Who is your target Customer? What are the designs? How many colors…? How and where do you plan on selling them?


Hey thanks for responding .my target base is lesbian women and gay men ages 18-30. I have found that this is a large age range but they wear the same thing's age each age..(@ least in my community they do) . The designs are mainly catchy phrases and some are phrases with a picture..mostly one sided (front of shirt)... colors vary...besides the color of the shirt, the work is 2-3 colors.

Selling the tees?? Well I plan on along adavantage of our upcoming pride...we will have parties and picnic's for an entire weekend. This is where I want to sell the shirts. I have a friend who owns the most popular lesbian Club and I was hoping to ask her for a few minutes on a good night to have some people model the shirts. I also want a website for viewing purposes only until I can work the rest of this out...I'm popular on FB so I may just make an album and tell them where to get the shirts from.what do u think so far?


----------



## ckarmstrong1 (Oct 30, 2009)

Thanks a mil iben..I'm working on that as we speak.;-)


----------



## ckarmstrong1 (Oct 30, 2009)

I have been checking this site out...very helpful so far...thx for responding.


----------



## ckarmstrong1 (Oct 30, 2009)

ishredbanez said:


> Dag, that many designs? When starting out, you don't have to have this many... Right? But releasing 3-5 sounds cool.

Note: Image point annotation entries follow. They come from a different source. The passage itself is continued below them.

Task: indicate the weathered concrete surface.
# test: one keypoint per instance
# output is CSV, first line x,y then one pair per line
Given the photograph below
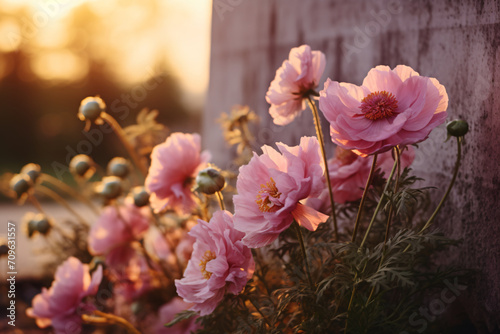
x,y
456,42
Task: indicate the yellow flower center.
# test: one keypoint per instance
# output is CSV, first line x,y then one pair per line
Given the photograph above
x,y
346,157
378,105
207,257
267,191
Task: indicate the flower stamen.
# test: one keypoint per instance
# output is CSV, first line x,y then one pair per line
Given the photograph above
x,y
378,105
267,191
207,257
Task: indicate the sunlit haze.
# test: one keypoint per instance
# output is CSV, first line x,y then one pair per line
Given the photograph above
x,y
131,38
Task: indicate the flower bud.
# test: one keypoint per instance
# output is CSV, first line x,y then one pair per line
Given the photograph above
x,y
119,167
30,227
110,187
42,224
209,181
20,184
96,262
32,170
4,249
91,108
140,196
36,222
457,128
81,165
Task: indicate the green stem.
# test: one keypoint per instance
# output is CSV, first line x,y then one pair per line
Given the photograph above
x,y
304,254
319,133
379,205
396,186
123,138
455,173
365,192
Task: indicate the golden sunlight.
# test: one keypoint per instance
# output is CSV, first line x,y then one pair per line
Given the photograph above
x,y
130,39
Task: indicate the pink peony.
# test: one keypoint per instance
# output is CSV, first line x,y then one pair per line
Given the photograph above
x,y
220,262
294,80
174,166
117,227
62,304
392,107
349,171
271,188
167,313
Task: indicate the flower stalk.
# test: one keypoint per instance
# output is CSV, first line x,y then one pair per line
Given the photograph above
x,y
455,173
365,192
379,205
319,133
304,254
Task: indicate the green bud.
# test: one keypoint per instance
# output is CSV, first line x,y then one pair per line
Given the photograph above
x,y
32,170
4,249
119,167
457,128
81,165
31,228
36,222
209,181
20,184
42,224
91,108
140,196
110,187
96,262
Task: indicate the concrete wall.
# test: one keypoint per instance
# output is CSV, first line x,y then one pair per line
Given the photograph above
x,y
454,41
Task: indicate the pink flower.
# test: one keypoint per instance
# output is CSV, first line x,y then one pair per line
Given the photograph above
x,y
174,166
392,107
167,313
60,306
349,171
294,80
220,262
133,276
271,188
117,227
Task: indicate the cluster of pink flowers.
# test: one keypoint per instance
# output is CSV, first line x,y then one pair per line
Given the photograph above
x,y
62,305
271,188
115,229
295,79
392,108
174,166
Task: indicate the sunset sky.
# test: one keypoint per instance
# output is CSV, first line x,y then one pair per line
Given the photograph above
x,y
131,37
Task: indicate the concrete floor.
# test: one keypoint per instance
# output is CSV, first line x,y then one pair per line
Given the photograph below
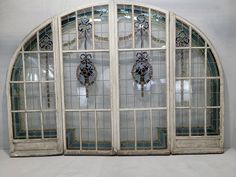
x,y
219,165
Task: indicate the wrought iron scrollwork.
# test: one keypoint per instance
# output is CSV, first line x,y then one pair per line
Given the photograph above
x,y
142,71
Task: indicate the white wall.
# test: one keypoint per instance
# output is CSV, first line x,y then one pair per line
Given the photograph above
x,y
216,18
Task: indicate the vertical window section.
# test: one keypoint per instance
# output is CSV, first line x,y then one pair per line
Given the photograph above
x,y
32,89
87,79
197,85
142,78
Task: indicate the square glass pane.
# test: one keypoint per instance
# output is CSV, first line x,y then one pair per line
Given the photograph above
x,y
143,130
197,122
182,122
17,97
127,131
104,130
46,66
49,125
32,96
72,130
31,67
34,125
158,21
125,33
159,129
18,125
101,27
88,131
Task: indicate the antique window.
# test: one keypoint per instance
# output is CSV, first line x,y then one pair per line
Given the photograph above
x,y
115,79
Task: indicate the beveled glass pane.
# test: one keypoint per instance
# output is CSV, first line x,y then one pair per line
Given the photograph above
x,y
141,27
31,67
34,125
182,122
45,38
198,63
32,96
125,33
48,95
213,92
197,40
31,44
88,131
182,92
17,96
104,130
213,121
158,21
85,40
159,129
197,122
17,70
182,63
143,130
72,130
46,66
182,34
69,32
101,29
127,131
212,68
198,92
49,125
18,125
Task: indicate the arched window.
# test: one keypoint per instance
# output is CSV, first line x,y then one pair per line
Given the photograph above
x,y
115,79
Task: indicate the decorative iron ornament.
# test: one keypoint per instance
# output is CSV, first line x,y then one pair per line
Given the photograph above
x,y
182,39
86,72
45,42
142,70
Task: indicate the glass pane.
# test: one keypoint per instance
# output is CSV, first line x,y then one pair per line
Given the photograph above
x,y
17,97
182,63
34,125
159,129
45,38
198,63
32,96
88,131
197,122
141,27
17,70
182,92
125,26
182,34
104,130
182,122
101,29
158,29
198,92
127,131
143,130
212,69
46,66
72,130
31,44
48,95
197,40
213,121
213,92
49,125
18,125
68,32
85,28
31,67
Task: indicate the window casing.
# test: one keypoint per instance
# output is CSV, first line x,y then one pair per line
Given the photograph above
x,y
174,106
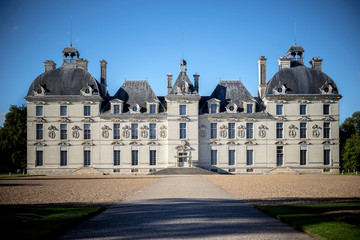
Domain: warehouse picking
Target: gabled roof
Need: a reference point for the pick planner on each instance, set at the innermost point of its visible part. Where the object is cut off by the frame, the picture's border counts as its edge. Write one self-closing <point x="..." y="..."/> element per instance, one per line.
<point x="136" y="92"/>
<point x="227" y="91"/>
<point x="178" y="85"/>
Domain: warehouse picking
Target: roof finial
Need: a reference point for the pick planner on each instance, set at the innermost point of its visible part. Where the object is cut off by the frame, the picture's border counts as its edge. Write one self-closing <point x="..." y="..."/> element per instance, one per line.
<point x="295" y="29"/>
<point x="71" y="31"/>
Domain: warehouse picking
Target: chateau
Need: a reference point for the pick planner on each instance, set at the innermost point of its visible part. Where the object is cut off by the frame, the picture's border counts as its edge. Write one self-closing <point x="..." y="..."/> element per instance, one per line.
<point x="74" y="125"/>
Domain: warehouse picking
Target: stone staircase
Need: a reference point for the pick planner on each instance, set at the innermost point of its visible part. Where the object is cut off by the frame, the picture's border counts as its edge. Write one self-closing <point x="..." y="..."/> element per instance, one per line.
<point x="283" y="170"/>
<point x="183" y="171"/>
<point x="87" y="171"/>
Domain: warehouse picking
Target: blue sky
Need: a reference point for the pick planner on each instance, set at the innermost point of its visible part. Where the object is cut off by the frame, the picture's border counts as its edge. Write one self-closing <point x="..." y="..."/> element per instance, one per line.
<point x="143" y="39"/>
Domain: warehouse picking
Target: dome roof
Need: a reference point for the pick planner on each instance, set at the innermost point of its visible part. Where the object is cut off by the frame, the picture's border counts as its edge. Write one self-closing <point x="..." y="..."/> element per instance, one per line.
<point x="66" y="80"/>
<point x="300" y="80"/>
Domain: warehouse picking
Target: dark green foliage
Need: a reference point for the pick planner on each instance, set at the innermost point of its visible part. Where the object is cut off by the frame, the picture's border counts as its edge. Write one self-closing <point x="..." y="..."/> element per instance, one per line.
<point x="308" y="219"/>
<point x="13" y="140"/>
<point x="350" y="143"/>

Hey Austin...I have heard that u don't need this many designs but I've also heard u want to have variety..I know the people in this community will buy these shirts but not wear them at the Same time...they like to be different and seem to be in constant battle for best dressed! I'm trying to provide enough variety without breaking my pockets starting out..this just works best for my situations..thank you for responding.


----------



## Corel Whisperer (Sep 1, 2010)

ckarmstrong1 said:


> Selling the tees?? Well I plan on along adavantage of our upcoming pride...we will have parties and picnic's for an entire weekend. This is where I want to sell the shirts. I have a friend who owns the most popular lesbian Club and I was hoping to ask her for a few minutes on a good night to have some people model the shirts. I also want a website for viewing purposes only until I can work the rest of this out...I'm popular on FB so I may just make an album and tell them where to get the shirts from.what do u think so far?

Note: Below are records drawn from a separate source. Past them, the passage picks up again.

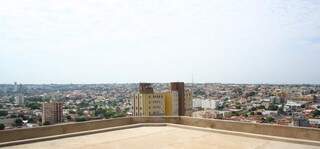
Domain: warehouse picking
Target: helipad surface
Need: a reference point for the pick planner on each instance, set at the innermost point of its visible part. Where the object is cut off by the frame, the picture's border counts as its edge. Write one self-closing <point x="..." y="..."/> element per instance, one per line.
<point x="161" y="137"/>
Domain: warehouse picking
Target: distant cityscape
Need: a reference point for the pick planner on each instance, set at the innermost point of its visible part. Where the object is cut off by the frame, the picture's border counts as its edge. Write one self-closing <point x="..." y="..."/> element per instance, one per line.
<point x="32" y="105"/>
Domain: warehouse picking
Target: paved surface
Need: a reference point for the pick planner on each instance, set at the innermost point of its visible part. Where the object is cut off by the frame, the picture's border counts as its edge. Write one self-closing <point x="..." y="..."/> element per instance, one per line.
<point x="161" y="138"/>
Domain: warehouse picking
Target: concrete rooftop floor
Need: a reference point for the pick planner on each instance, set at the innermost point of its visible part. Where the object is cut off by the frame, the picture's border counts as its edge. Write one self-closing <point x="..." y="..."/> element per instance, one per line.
<point x="161" y="137"/>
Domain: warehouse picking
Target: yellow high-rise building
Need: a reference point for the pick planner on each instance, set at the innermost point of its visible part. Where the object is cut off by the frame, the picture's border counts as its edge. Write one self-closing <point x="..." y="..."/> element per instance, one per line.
<point x="148" y="103"/>
<point x="171" y="103"/>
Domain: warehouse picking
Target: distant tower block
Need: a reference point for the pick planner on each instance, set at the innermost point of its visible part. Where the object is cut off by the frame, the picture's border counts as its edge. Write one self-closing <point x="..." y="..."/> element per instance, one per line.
<point x="52" y="113"/>
<point x="145" y="88"/>
<point x="179" y="87"/>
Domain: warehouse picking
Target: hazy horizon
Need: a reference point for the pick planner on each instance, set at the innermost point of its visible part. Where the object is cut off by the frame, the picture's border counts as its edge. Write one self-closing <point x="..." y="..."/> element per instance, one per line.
<point x="89" y="42"/>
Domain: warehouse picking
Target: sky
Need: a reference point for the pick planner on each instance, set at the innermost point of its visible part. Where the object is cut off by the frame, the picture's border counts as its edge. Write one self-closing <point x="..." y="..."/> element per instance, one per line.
<point x="125" y="41"/>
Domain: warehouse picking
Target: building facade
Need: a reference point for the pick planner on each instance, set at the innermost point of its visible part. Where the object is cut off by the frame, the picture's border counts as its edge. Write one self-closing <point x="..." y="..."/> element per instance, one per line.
<point x="52" y="113"/>
<point x="168" y="103"/>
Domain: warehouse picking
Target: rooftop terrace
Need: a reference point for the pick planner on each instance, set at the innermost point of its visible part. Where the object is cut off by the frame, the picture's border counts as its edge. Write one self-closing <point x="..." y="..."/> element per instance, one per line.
<point x="161" y="132"/>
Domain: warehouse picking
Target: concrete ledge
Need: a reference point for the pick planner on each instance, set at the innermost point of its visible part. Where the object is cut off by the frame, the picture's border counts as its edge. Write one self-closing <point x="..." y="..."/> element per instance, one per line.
<point x="265" y="137"/>
<point x="11" y="143"/>
<point x="282" y="139"/>
<point x="231" y="127"/>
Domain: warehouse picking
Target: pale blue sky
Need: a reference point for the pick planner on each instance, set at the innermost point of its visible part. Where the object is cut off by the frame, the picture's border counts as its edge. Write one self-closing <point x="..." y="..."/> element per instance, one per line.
<point x="108" y="41"/>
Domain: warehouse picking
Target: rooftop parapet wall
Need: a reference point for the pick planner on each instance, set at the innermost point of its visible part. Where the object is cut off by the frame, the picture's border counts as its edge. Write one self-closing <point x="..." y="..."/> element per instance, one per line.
<point x="263" y="129"/>
<point x="61" y="129"/>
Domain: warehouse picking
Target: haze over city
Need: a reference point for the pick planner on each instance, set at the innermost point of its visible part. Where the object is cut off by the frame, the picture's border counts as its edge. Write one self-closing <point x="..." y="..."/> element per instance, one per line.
<point x="159" y="41"/>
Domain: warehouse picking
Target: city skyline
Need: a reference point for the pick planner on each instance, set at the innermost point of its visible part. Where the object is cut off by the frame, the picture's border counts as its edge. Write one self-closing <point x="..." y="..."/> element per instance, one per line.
<point x="272" y="42"/>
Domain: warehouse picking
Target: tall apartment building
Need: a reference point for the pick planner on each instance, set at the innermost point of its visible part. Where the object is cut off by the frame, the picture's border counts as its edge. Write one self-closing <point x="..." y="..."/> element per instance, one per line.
<point x="52" y="112"/>
<point x="148" y="103"/>
<point x="179" y="87"/>
<point x="19" y="96"/>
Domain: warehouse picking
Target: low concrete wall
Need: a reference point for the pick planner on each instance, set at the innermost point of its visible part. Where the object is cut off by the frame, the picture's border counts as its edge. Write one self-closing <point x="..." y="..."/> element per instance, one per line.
<point x="29" y="133"/>
<point x="60" y="129"/>
<point x="264" y="129"/>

You might see if you can get them in one of the stores in Royal Oak...


----------



## ckarmstrong1 (Oct 30, 2009)

Corel Whisperer said:


> You might see if you can get them in one of the stores in Royal Oak...


Good idea...Thx


----------



## Corel Whisperer (Sep 1, 2010)

I don't know if it is too late to get a booth at the Arts, beats and eats this summer. There are a few other outdoor fairs in RO but I think it is past the App. Date. 
You would need a tent and the Michigan Sales Tax License (you can apply for that online for free) You can go to the County to set up a DBA, then open a free checking account at one of the local Credit Unions, you might want to look at Square or ProPay if you want to accept CC’s. 
CW


----------



## ckarmstrong1 (Oct 30, 2009)

Corel Whisperer said:


> I don't know if it is too late to get a booth at the Arts, beats and eats this summer. There are a few other outdoor fairs in RO but I think it is past the App. Date.
> You would need a tent and the Michigan Sales Tax License (you can apply for that online for free) You can go to the County to set up a DBA, then open a free checking account at one of the local Credit Unions, you might want to look at Square or ProPay if you want to accept CC’s.
> CW


Thx CW on going to look things couple of these things.


----------